We need not bother any more about this tempting but illusory and fantastic idea of universal progress. History itself has given judgment on it. The negative powers of human nature, which threaten to destroy all the meaning of life, even the bare physical existence of humanity, have shown themselves with such naked brutality that the idea of universal progress as the solution of the problem of meaning is utterly discredited. This fact can mean one of two things. It can mean the lapse into complete despair about the meaning of life, resignation to the fact that there is no such meaning, that it is better not to ask this question at all but to content oneself with the fragmentary and transient glimpses of meaning, which are inherent in human life and activity.

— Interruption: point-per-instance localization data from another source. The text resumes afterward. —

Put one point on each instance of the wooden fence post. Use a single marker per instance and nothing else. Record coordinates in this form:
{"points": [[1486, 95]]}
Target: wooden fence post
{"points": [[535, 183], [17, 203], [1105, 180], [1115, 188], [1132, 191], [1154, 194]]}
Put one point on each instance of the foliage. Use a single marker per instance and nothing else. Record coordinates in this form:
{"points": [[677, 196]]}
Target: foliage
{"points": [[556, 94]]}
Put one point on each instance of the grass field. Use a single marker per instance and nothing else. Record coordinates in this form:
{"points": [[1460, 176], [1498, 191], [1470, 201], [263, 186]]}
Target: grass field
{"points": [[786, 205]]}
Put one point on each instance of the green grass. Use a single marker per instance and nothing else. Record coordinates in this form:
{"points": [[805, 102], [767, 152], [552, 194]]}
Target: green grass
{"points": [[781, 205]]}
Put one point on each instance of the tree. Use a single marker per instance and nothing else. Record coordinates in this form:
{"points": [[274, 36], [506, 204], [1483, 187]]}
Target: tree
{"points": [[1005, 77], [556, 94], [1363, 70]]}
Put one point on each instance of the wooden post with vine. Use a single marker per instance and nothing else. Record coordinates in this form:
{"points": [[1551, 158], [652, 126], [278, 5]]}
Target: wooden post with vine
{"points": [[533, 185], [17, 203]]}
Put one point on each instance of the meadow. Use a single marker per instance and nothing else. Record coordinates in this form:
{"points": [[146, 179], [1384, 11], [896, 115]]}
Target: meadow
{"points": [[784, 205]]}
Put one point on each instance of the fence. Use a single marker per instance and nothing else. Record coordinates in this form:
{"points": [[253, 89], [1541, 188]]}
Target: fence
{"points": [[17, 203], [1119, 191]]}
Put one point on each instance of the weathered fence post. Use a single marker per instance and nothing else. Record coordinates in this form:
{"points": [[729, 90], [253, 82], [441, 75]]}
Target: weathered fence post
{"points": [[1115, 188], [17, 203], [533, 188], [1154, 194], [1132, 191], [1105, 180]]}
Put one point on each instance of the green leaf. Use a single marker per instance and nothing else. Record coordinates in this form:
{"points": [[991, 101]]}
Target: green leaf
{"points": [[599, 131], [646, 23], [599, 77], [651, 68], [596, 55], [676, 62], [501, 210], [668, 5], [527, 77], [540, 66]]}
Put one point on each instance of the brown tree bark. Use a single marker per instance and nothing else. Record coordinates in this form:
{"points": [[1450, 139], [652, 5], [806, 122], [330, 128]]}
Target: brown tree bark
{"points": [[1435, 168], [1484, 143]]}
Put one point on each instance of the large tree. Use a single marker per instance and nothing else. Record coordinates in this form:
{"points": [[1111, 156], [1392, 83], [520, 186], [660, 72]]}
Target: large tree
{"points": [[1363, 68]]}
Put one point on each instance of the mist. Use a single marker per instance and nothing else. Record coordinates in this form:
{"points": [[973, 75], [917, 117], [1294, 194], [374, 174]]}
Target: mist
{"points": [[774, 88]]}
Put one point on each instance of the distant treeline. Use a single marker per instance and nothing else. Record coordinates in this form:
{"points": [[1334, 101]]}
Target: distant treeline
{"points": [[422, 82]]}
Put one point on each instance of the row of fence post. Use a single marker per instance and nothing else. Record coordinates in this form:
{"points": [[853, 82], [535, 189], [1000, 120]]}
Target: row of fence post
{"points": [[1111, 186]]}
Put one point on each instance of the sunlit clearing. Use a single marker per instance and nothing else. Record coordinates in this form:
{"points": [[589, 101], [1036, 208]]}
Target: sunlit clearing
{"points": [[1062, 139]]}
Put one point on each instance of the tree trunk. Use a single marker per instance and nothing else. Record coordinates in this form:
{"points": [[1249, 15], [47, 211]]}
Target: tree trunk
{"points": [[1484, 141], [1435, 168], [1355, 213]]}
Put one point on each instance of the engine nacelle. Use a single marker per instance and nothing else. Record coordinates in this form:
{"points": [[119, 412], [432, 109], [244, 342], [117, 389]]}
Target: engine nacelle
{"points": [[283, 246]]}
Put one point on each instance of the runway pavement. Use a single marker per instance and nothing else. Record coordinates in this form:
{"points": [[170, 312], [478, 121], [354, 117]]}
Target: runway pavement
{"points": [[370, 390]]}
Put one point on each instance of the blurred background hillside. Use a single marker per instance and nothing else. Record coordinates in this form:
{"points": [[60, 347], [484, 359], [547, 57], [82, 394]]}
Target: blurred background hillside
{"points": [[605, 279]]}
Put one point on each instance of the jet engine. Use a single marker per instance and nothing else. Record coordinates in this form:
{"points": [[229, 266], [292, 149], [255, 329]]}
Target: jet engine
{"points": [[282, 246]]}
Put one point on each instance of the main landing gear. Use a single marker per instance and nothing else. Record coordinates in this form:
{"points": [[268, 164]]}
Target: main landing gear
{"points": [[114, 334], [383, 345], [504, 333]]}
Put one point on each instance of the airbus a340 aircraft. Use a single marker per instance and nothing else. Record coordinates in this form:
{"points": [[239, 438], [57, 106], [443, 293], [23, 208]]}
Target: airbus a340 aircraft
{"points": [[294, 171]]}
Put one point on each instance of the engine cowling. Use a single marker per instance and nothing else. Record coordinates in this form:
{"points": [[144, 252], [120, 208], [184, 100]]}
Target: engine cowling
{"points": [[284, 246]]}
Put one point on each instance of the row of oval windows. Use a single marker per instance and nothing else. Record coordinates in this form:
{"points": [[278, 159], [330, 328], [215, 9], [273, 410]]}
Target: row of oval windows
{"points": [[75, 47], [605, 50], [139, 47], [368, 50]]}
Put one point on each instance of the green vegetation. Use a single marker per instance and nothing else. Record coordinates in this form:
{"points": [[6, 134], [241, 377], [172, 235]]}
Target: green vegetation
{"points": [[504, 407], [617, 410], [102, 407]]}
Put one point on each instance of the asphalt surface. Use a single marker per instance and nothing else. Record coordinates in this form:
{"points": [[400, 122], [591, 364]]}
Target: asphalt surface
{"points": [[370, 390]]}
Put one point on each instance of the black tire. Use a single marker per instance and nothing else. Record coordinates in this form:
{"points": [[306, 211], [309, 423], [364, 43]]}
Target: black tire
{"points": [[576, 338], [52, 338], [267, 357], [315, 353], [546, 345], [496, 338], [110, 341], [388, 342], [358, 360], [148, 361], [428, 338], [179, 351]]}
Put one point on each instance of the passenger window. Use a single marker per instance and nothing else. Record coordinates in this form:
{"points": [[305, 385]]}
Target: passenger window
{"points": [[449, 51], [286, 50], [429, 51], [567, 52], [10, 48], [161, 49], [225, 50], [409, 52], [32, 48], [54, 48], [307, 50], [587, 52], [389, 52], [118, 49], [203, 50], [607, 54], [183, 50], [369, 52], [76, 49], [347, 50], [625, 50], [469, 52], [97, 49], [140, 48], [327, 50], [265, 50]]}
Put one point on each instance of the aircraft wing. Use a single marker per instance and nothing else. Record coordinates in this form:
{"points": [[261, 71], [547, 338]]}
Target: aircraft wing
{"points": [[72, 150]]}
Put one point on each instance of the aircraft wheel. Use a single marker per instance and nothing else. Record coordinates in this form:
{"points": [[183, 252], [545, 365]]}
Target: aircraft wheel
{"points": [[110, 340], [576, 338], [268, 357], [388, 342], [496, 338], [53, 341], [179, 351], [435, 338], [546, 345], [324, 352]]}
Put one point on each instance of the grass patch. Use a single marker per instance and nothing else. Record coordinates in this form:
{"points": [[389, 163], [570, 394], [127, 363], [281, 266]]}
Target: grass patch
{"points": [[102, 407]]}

Or it can mean that humanity turns its mind towards the Gospel as the only interpretation of existence, which is, at the same time, both realism without illusion and promise of fulfilment without resignation.
Two things must be said, however, about the Christian faith as solution of the problem of meaning in our time. First, it is not easily come by. Probably it never was. But for centuries it had the advantage of being the accepted creed of the Western world. Whether this was an advantage with respect to its true understanding can be doubted; it certainly had an important bearing on the formation of cultural stability and homogeneity. But this is gone. Christian faith has become, as it has never been since the first centuries of the Christian era, a matter of personal decision. The second point is this. Whilst Christian faith is the same at all times with respect to its foundation and content, it is different in every age as regards the frontier line along which it joins battle. The frontier line of our age is neither that of the first centuries, which was marked by nval religions, nor is it that of the Middle Ages or that of the Reformation era, when it was marked by rival interpretations of its foundation and content. In our time the frontier line is the alternative to a philosophy of despair, hidden in a number of more or less subtle evasions of the problem.10
Apart from these disguises, the question placed before man in our time is quite simple: Despair and pay the price of despair, or believe the Gospel and pay the price of believing! What the price is of gaining the meaning of life, as the Gospel alone gives it, the Gospel makes clear enough. This must be added to what was said about the Christian conception of the meaning of life: such a conception cannot be gained by any theoretical argument. The Gospel will always be rejected when it is misunderstood as merely a satisfactory theory. To understand what it says about the meaning of life, and to see that this is the truth, is identical with that total change of the character and orientation of life which is implied in the words, repentance and faith. It is only in these acts that the Gospel-perspective can be won, and with it the solution of the problem of meaning.